C’est après plusieurs jours de violents combats opposant les Forces Armées de la République Démocratique du Congo (FARDC) aux rebelles de la coalition AFC-M23, la population locale vit dans une incertitude pesante.
Après un début de semaine marqué par des affrontements nourris entre dimanche et lundi, la situation semble s’être stabilisée dans le groupement des Babungwe Nord, secteur du Tanganyika. Selon Monsieur Prince Wilondja, président de la société civile forces vives de la localité de Bakeci (Swima), aucune nouvelle confrontation n’a été signalée depuis le lever du jour.
Cependant, ce retour au calme reste fragile. Si les activités reprennent, elles tournent encore très timidement dans les villages périphériques tels que Munene, Kashekezi, Ilakala, Swima, Lusambo, ainsi qu’à Mboko, le chef-lieu du secteur.
La psychose s’est installée suite à une attaque maritime audacieuse de la part des rebelles.
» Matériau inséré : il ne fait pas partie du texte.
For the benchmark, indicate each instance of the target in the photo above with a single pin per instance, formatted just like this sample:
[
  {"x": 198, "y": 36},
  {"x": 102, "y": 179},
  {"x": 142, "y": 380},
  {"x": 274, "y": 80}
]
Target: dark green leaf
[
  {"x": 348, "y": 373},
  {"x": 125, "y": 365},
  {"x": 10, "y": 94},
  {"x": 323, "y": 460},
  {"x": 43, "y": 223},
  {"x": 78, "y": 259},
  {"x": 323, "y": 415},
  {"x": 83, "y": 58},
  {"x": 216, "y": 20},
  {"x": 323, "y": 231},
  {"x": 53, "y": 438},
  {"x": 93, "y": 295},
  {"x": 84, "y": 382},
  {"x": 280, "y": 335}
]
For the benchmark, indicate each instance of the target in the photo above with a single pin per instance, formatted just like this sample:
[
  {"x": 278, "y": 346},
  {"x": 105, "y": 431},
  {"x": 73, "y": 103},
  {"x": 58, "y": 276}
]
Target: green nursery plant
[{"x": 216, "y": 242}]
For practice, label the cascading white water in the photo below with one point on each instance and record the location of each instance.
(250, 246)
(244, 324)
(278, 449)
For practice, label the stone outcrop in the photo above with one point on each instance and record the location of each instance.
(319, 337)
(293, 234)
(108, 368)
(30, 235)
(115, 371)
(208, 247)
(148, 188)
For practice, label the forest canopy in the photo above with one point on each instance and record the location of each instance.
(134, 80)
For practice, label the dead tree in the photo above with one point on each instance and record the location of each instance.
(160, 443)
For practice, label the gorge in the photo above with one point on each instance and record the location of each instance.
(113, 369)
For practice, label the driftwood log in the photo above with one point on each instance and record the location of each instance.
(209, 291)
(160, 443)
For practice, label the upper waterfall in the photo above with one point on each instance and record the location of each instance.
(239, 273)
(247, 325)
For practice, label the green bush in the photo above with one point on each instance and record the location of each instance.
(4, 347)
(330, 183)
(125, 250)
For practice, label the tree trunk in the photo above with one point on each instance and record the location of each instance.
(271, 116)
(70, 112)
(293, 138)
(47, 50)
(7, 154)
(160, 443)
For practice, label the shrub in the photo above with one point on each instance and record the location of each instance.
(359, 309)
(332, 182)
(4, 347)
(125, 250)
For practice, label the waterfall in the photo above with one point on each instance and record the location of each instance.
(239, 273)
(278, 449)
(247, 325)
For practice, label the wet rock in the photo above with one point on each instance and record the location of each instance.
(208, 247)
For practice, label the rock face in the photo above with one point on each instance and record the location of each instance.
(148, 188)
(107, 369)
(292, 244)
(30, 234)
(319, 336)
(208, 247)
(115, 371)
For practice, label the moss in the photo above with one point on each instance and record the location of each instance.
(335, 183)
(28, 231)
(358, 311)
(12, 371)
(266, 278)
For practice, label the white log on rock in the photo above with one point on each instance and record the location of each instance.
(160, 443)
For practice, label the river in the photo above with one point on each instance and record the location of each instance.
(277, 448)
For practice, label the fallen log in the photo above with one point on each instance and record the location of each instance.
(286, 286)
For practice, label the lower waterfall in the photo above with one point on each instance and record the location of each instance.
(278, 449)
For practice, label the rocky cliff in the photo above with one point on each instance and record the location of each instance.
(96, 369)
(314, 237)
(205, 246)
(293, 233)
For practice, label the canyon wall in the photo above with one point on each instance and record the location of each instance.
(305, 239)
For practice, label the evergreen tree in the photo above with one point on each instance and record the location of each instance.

« Un hors-bord des rebelles en provenance d’Uvira, via le lac Tanganyika, a pilonné les zones de Munene et Swima. En réaction, nous avons vu des unités militaires prendre la direction de Mboko, ce qui a créé une vive panique au sein de la population. Fort heureusement, après le retour de cette unité dans la soirée, les militaires ont réoccupé leurs positions initiales », explique Prince Wilondja.
Malgré l’absence de combats directs avec les rebelles cette nuit, la tranquillité des habitants a été de courte durée. Des coups de feu d’origine inconnue, tirés par des éléments des FARDC, ont perturbé le sommeil des résidents durant toute la nuit.
Plus inquiétant encore, des sources locales rapportent des exactions commises au sein de la communauté.selon notre source des militaires auraient fait irruption dans une polyclinique locale, emportant une somme d’argent et divers matériels médicaux.
Notre source signale l’enlèvement temporaire de l’épouse du responsable de cette structure de santé qui a été enlevée aux environs de 20h, avant d’être libérée tardivement vers 23h.
Si la menace directe de l’AFC-M23 semble s’être éloignée des centres habités pour l’instant, le comportement de certains éléments des forces de défense inquiète la société civile. Les habitants de Makobola et de Mboko restent sur le qui-vive, craignant à la fois une reprise des hostilités et une dégradation du climat sécuritaire interne.